On top of the blanket notion of freedom of speech, is the Canadian definition.  The Canadian Charter of Rights and Freedoms guarantees each citizen the freedom of thought, belief, expression, opinion and media.  But there’s a BUT: subject only to such reasonable limits prescribed by law as can be demonstrably justified in a free and democratic society.

Read that last part again in case you’re not following.  “Reasonable limits prescribed by law.”

To elaborate, no, in Canada you actually are not entitled to spew any inane thing that pops into your head.  You can’t publish false information.  You can’t incite genocide.  You can’t promote hatred against other people based on their race, religion, sexual orientation, or ethnic origin. 

We do not have an absolutist, American-style, First Amendment freedom of speech where even hate speech is generally permitted.  Certain types of speech have consequences under our Criminal Code.

Of course, let us pause for the obligatory Voltaire quote: “I disapprove of what you say, but I will defend to the death your right to say it.”  Reciting this almost seems mandatory in discussions about freedom of speech does it not?  (Irony.)  However, in social situations, good sense and common courtesy should dictate that just because you can say something doesn’t always mean you should.  Lincoln is credited with saying “Better to remain silent and be thought a fool than to speak out and remove all doubt.”

This brings me to the other almost cliché point to be made in the course of this discussion, which is that you still cannot “falsely [shout] fire in a crowded theatre”.  That’s Oliver Wendell Holmes, Jr., an American Supreme Court Justice who is long deceased.  On the American notion of free speech, it means there are still limits to speech that is dangerous, reckless, malicious or false, and that serves no conceivable useful purpose.  So no, you can’t incite riots below the border, either, and you can still be sued for slander and defamation.

So can you say whatever you want up here in the Great White North?  No, technically you cannot.  I imagine (hope) you can still say most of the things you want to say; we’re just asking that you keep your bigotry to yourself – talkin’ to you, Ms.
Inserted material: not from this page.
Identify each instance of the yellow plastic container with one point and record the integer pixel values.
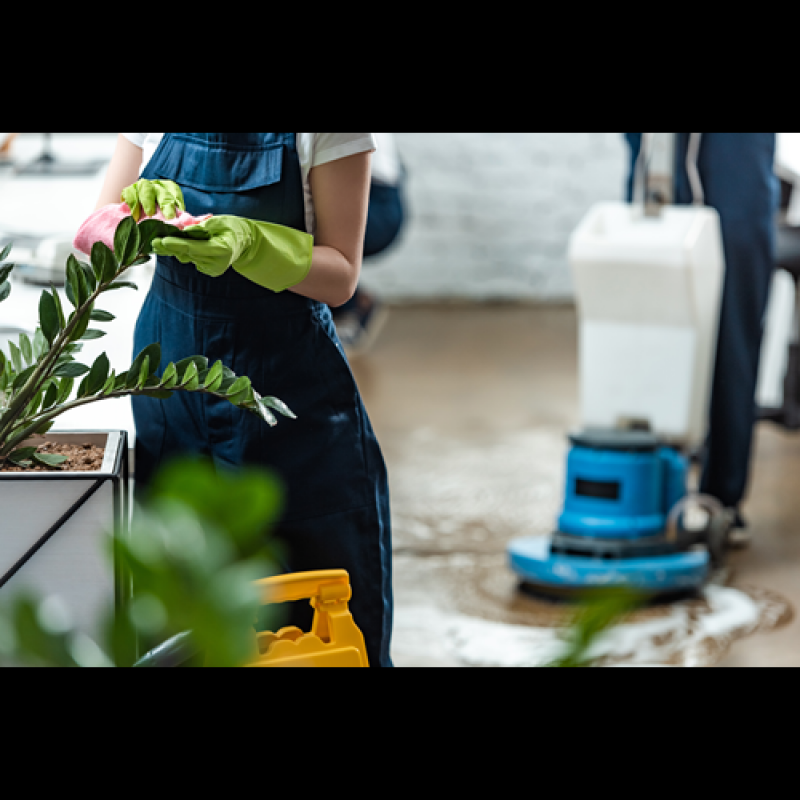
(334, 640)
Coulter.  We distinguish between discourse and discrimination.  This means that you certainly can walk around town with your unfavourable, controversial, or questionable ideas on a sandwich board if you like; you just can’t promote hatred or contempt towards others while doing so.  Given that Canadians are renowned for politeness, and tend to follow the British way of doing things, this really shouldn’t surprise anyone.

And while some of our neighbours to the south bemoan and ridicule our lack of a no-holds-barred freedom of speech policy, I can only smile as f-bombs and nudity abound on CBC on your average weeknight (warning: this may be hyperbole), while their censors block out “Goddamn”.
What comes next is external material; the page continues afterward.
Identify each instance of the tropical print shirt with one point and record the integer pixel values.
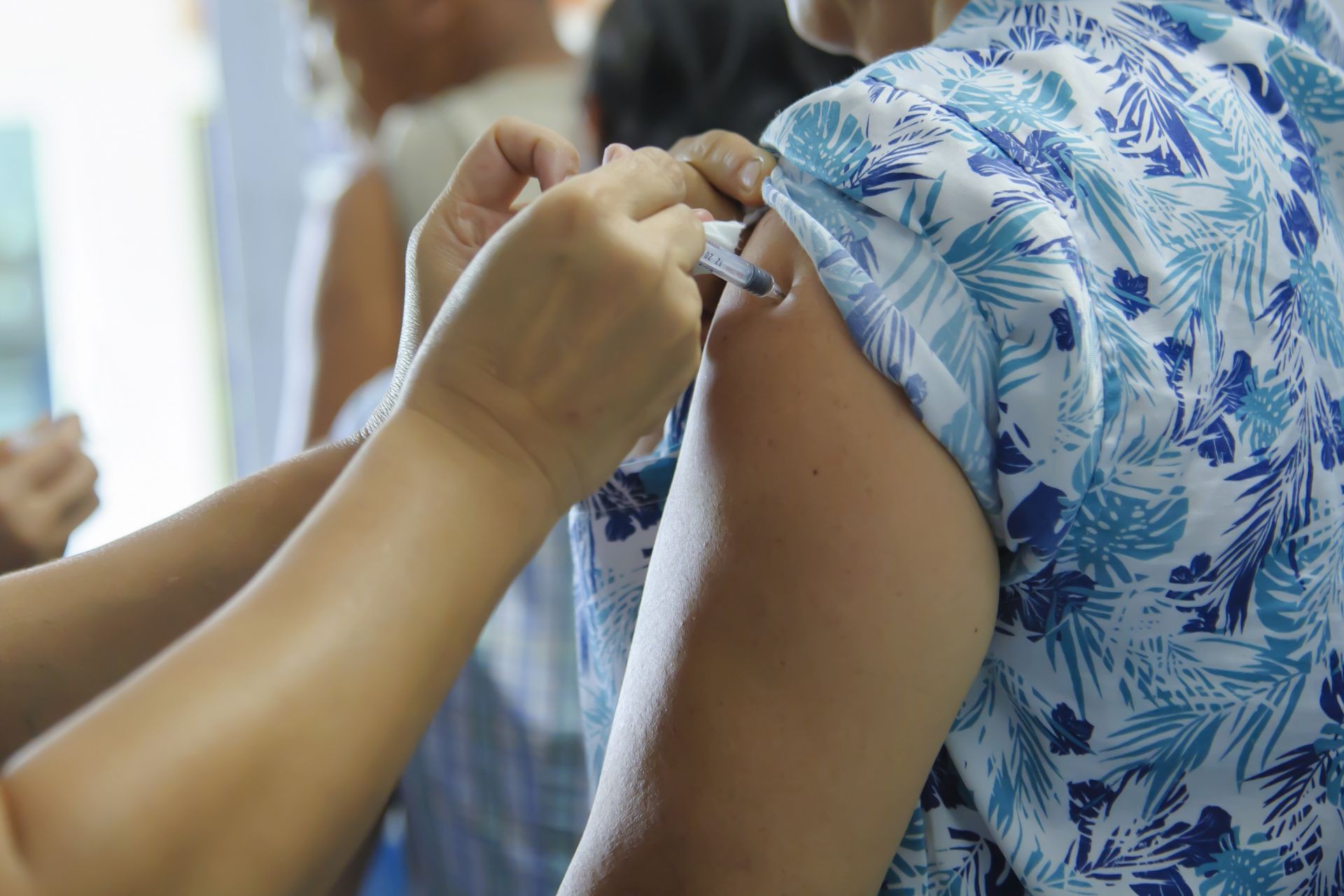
(1098, 245)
Do I think the Canadian fine print leaves us better off?  Hells yes.  I honestly do not believe I have missed out on any significant truths or revelations by being deprived of certain Holocaust-denying treatises and whatnot.  Yet, despite our free speech “restrictions”, I am still aware of these fringe groups and their general platforms, so obviously they’re not that restricted. 

Of course I’m not looking to silence differing opinions, but we need rational thought, discussion and discourse to be productive.  You may not (likely won’t) change anyone’s mind when debating those big-ticket, über-controversial issues, but if you stick to rational, logical arguments and information you might just learn something or teach someone.  Blind, short-sighted, shallow statements that stem from nothing but hate, prejudice and misinformation, however, can be left to the wayside.

The bottom line here?  “Freedom of speech” doesn’t actually apply the way certain folks wish/think it did, especially in Canada, so I’d really like to stop seeing the concept abused; it’s not a free pass for douchebaggery.

Additionally, the only jurisdiction my Facebook profile is under is the Law of Me, so I’ll censor as I see fit.  Being that my blog here has less of an association with my personal life and identity, I will let more things fly in the comments section, so I encourage you to test boundaries.  Unless you’re posting spam, that is – talking to you homeopathic medicine peddlers.

No snowflake in an avalanche ever feels responsible.